C'est un secret de polichinelle qui prend une tournure concrète malgré l’échec du rachat d’Arm. Alors que le CEO de Nvidia, Jensen Huang, confirmait récemment à Taïwan un partenariat stratégique avec MediaTek pour le développement de PC IA, des fuites issues de la chaîne d'approvisionnement de Lenovo valident désormais le calendrier de commercialisation. Selon des documents internes du fournisseur chinois, le géant de Santa Clara s'apprête à inonder le marché dès ce printemps avec ses premiers processeurs ARM pour Windows, désignés sous les noms de code N1 et N1X. Cette initiative marque la tentative la plus ambitieuse de la firme pour pénétrer le marché des PC,  jusqu'ici dominé par l'architecture x86. Les puces, gravées en 3 nm par TSMC, ne sont pas de simples prototypes : huit modèles d'ordinateurs portables issus de grands OEM sont déjà dans les tuyaux pour une sortie au premier trimestre 2026, avec une extension de la gamme prévue au trimestre suivant. 

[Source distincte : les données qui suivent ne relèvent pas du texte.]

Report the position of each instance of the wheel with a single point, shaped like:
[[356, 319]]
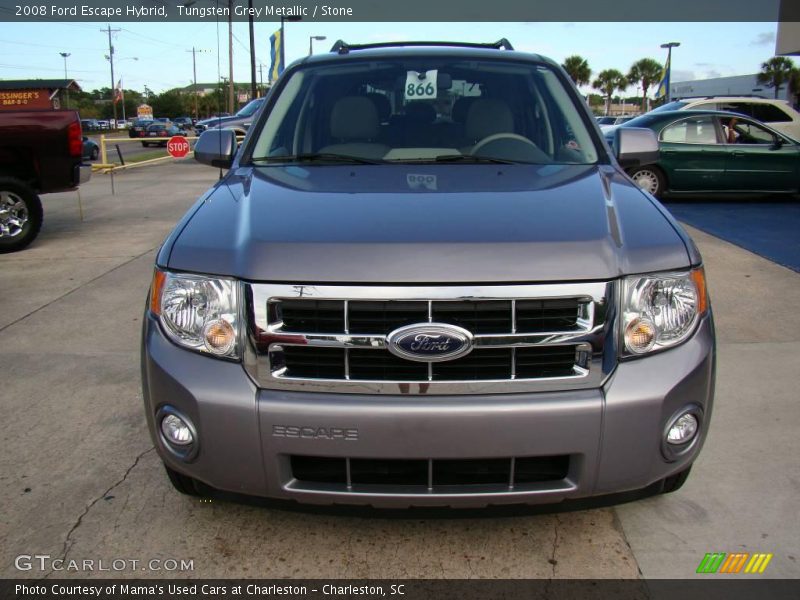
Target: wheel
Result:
[[650, 178], [183, 483], [20, 215], [675, 482]]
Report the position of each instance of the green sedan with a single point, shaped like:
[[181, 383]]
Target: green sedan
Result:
[[713, 151]]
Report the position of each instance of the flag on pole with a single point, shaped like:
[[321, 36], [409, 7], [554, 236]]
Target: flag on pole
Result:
[[276, 66], [663, 86], [118, 95]]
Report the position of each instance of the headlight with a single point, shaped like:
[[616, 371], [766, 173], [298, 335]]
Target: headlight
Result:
[[660, 311], [198, 312]]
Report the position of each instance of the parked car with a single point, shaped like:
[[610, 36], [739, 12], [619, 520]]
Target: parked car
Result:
[[183, 123], [40, 152], [90, 125], [777, 114], [160, 129], [138, 127], [715, 151], [468, 309], [240, 122], [91, 150]]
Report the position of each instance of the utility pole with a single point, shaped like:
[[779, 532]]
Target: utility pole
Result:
[[194, 77], [669, 46], [64, 55], [230, 56], [252, 53], [111, 60]]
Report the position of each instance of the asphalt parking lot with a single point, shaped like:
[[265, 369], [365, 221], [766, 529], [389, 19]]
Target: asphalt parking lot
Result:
[[80, 478]]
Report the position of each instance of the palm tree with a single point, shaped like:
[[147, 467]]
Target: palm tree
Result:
[[775, 72], [794, 86], [647, 72], [578, 69], [608, 82]]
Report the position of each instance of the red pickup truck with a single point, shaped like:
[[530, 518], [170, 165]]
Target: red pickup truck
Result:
[[40, 152]]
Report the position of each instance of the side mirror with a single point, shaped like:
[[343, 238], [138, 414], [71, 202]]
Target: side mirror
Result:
[[635, 146], [216, 147]]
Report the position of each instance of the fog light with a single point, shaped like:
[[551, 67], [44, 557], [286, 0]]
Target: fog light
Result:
[[176, 431], [683, 429], [640, 335], [219, 336]]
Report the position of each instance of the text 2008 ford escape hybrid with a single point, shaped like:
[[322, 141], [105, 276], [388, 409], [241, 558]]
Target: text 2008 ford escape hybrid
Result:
[[425, 281]]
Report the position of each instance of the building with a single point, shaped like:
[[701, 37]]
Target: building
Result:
[[788, 39], [738, 85], [16, 94]]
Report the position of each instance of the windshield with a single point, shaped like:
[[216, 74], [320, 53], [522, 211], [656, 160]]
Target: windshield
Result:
[[675, 105], [250, 108], [425, 110]]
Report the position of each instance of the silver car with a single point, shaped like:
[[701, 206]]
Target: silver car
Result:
[[427, 281]]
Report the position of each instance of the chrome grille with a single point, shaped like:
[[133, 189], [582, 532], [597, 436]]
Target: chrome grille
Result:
[[334, 338]]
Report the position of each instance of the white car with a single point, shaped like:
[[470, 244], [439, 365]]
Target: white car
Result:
[[775, 113]]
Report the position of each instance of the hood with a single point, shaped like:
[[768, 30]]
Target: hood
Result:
[[426, 224]]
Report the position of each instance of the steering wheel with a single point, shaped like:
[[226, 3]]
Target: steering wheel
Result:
[[516, 147], [501, 136]]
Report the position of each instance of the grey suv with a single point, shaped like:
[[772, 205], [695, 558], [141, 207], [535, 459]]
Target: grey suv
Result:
[[426, 281]]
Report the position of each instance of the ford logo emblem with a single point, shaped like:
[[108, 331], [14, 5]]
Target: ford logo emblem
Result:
[[430, 342]]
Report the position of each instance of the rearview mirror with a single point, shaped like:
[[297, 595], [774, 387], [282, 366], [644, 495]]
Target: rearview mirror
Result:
[[635, 146], [216, 147]]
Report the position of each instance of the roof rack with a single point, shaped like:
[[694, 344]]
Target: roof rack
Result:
[[342, 47]]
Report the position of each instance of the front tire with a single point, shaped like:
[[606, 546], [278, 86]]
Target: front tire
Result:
[[649, 178], [20, 215]]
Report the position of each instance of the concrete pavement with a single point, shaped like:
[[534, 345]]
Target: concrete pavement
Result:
[[80, 479]]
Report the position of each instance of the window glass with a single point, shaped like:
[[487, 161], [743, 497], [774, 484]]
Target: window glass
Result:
[[744, 132], [770, 113], [696, 130]]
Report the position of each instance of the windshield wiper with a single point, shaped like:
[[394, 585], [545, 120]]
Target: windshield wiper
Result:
[[320, 157], [471, 158]]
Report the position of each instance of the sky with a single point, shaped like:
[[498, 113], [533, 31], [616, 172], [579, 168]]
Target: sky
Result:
[[158, 55]]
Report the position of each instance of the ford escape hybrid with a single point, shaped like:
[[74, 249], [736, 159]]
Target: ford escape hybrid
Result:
[[426, 281]]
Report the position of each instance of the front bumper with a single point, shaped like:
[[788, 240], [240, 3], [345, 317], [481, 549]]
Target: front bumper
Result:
[[613, 435]]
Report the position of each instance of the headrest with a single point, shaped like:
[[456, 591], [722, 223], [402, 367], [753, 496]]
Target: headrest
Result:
[[354, 118], [488, 116], [420, 112], [381, 103], [460, 108]]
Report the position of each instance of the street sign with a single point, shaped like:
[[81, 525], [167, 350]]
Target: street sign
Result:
[[177, 146]]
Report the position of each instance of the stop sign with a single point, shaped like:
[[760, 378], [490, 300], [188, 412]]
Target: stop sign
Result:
[[177, 146]]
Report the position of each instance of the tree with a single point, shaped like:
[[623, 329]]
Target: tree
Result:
[[775, 72], [608, 82], [794, 86], [647, 72], [578, 69]]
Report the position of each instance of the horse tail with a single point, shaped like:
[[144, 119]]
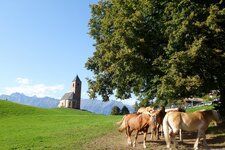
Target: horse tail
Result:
[[166, 130], [122, 124]]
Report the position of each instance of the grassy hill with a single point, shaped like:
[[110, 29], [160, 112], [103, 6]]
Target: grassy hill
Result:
[[26, 127]]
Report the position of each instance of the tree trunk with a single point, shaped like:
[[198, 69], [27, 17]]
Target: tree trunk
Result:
[[221, 106]]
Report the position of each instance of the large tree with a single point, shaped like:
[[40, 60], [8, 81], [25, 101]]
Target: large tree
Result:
[[168, 49]]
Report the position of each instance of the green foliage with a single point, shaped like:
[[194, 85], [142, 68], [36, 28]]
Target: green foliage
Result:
[[144, 103], [124, 110], [168, 49], [192, 109], [25, 127], [115, 110]]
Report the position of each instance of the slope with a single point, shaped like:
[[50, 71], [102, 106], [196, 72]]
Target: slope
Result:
[[26, 127]]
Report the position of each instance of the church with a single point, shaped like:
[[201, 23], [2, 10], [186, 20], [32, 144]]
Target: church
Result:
[[72, 99]]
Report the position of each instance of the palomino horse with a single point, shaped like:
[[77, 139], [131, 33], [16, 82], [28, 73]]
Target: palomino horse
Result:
[[145, 110], [138, 122], [159, 119], [195, 121]]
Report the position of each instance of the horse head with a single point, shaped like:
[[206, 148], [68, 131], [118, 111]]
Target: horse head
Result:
[[153, 121], [216, 117]]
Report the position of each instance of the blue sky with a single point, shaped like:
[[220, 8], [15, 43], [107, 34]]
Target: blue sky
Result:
[[43, 45]]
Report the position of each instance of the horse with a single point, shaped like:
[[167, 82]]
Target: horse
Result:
[[138, 122], [145, 110], [195, 121], [159, 119]]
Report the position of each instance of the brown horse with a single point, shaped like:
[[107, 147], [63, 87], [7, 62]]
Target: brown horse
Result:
[[145, 110], [138, 122], [195, 121]]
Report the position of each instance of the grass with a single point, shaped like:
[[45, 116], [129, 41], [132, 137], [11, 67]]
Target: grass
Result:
[[25, 127], [192, 109]]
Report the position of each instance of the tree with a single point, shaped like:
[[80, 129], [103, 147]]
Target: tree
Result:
[[124, 110], [115, 110], [167, 49]]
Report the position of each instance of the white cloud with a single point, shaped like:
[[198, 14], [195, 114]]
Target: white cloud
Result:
[[130, 101], [22, 80], [40, 90]]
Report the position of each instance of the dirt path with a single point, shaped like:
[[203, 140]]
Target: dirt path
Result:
[[118, 141]]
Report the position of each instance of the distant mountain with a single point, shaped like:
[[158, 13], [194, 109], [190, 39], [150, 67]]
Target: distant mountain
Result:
[[44, 102], [95, 106]]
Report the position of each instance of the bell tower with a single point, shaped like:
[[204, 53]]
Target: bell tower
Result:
[[76, 90], [73, 98]]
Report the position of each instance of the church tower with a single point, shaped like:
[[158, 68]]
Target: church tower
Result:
[[73, 98], [76, 89]]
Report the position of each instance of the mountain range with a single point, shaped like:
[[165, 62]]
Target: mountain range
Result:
[[95, 106]]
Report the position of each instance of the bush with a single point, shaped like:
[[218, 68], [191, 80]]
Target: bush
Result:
[[115, 110], [124, 110]]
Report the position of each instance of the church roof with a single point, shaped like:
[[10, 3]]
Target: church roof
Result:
[[68, 96], [76, 79]]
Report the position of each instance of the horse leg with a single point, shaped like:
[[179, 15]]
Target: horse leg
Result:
[[153, 133], [129, 136], [161, 131], [135, 139], [204, 141], [181, 138], [173, 135], [197, 140], [144, 138], [157, 132]]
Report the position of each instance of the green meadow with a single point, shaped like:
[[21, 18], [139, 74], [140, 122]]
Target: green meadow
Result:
[[25, 127]]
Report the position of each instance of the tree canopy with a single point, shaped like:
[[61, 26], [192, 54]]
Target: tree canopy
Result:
[[164, 49]]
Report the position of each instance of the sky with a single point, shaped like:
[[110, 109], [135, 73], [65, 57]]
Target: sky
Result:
[[44, 44]]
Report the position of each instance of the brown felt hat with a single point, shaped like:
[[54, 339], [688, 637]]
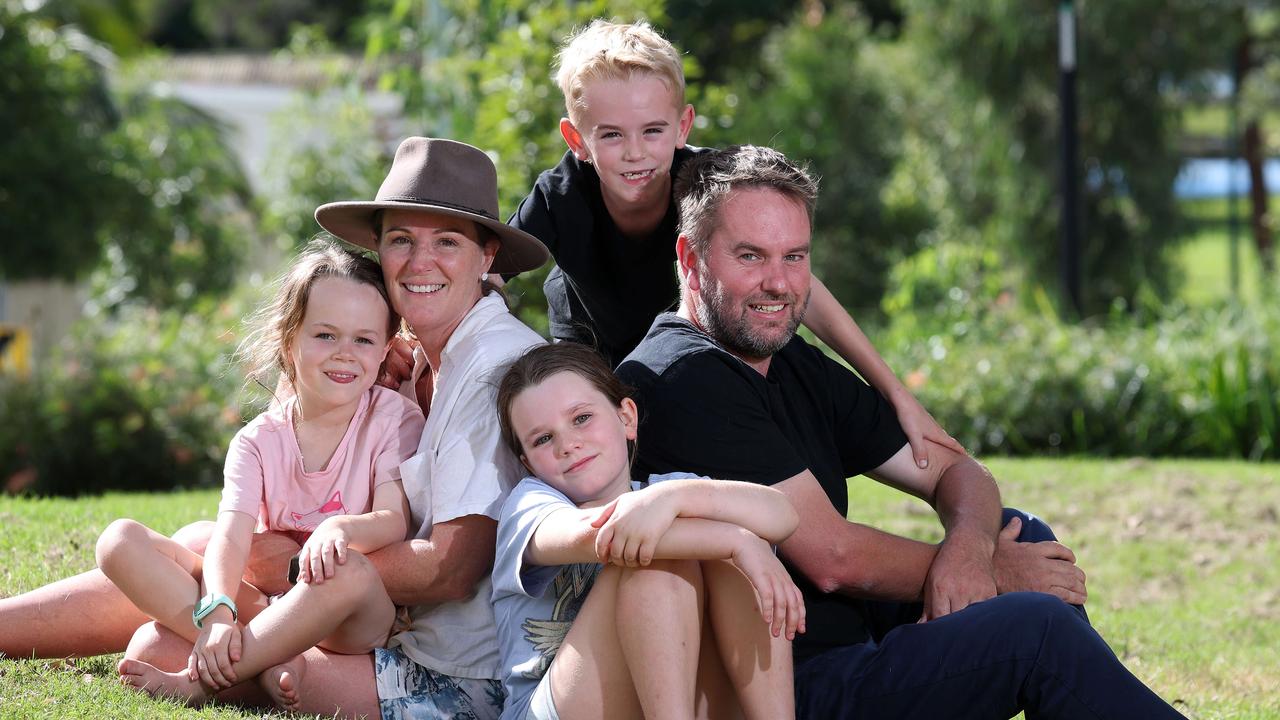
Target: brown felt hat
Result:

Une architecture hybride ARM et Blackwell 

Sur le plan technique, la plateforme N1 s'annonce redoutable. Elle repose sur le die GB10 de Nvidia, une puce déjà éprouvée dans la mini station de travail DGX Spark (livrée avec un distribution Linux). Les spécifications révélées font état d'un processeur ARM doté de 20 cœurs, couplé à une partie graphique intégrant 6 144 unités de traitements Cuda basés sur l'architecture Blackwell. Pour donner un ordre d'idée de la performance attendue, ce nombre d’unités graphiques équivaut à celui d'une carte GeForce RTX 5070. Les benchmarks internes cités dans les rapports indiquent que le GPU intégré (iGPU) délivre des performances similaires à celles d'un GPU intégré RTX 4070 pour laptop, tout en affichant une consommation énergétique réduite de moitié, selon une source proche de Nvidia. 

L'écosystème OEM semble prêt à suivre. Les documents de support de Lenovo mentionnent explicitement six références intégrant ces SoC, couvrant l'ensemble du spectre utilisateur : de l'ultraportable grand public (IdeaPad Slim) aux stations créatives (Yoga Pro, Yoga 9), en passant par le segment gaming. Un modèle Legion 7 15N1X11 a même été repéré dans les outils de maintenance du constructeur chinois, préfigurant ce qui pourrait être la première véritable machine de jeu performante sous Windows on ARM. De son côté, Dell ne reste pas inactif et prépare l'intégration du processeur N1X au sein de ses gammes premium XPS et gaming Alienware. 

Microsoft étroitement associé pour Win11

Le report du lancement, initialement espéré pour le Computex 2025, semble avoir été mis à profit pour aligner le matériel avec la feuille de route logicielle de Microsoft. Les puces sont conçues pour tirer parti de Windows 11 26H1, une mise à jour de l'OS spécifiquement optimisée pour la prochaine génération de silicium ARM de Nvidia et Qualcomm. L'arrivée de Nvidia sur ce segment intervient alors que Qualcomm pousse ses pions avec son Snapdragon X2 Plus (80 TOPS de performance IA), annoncé au CES 2026. Avec des analystes prévoyant que l'architecture ARM pourrait capter près de 30% des livraisons de PC d'ici la fin de l'année, la bataille du silicium ne fait que commencer. Nvidia voit d'ailleurs déjà plus loin : une série N2 est d'ores et déjà planifiée pour le troisième trimestre 2027.